Masking

The Masking node is used to encrypt a value so that it can't be seen. Masking is an important part of the data flow pipeline for many organizations. Sometimes, due to things like government regulations or privacy concerns, it's necessary to hide protected data in test environments, so that this data is not seen by non-production users like developers, partners, customers, etc. Examples of data that often need to be hidden include names, phone numbers, addresses, credit card details, insurance details, and more.

Pyramid employs deterministic data masking, meaning that if the same value is masked from different columns or tables, it will always be replaced by the same mask value. This means that the masked values can still be analyzed logically, even if the actual value isn't seen. For instance, say you have two columns listing staff names in 2 different tables, called 'Staff' and 'Managers'. Some employees are listed in both these tables; one such employee is 'Jane Smith'. In both tables, Jane Smith is masked as '12345abcde', meaning this employee can be analyzed logically from both tables.

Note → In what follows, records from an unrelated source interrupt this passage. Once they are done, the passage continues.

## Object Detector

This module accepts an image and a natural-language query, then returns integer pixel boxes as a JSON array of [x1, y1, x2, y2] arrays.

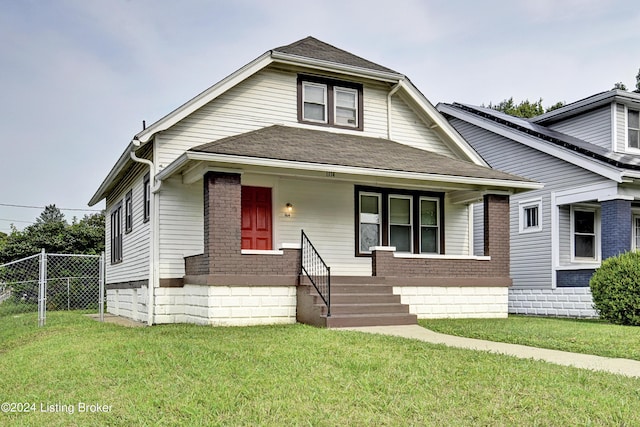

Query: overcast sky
[[1, 0, 638, 233]]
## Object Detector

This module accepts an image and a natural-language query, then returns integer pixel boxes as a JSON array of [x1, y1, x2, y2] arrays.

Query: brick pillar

To perform data masking, configure the Masking node on the relevant table; for all masked columns, the original string will be replaced by a random string of letters and numbers.

How to Configure a Masking Node

Connect the Masking node to the Select node representing the relevant table. Go to the Properties panel and from the Masking Node window select the relevant columns form the drop-down list. Each row in the given column(s) will be replaced by a random string.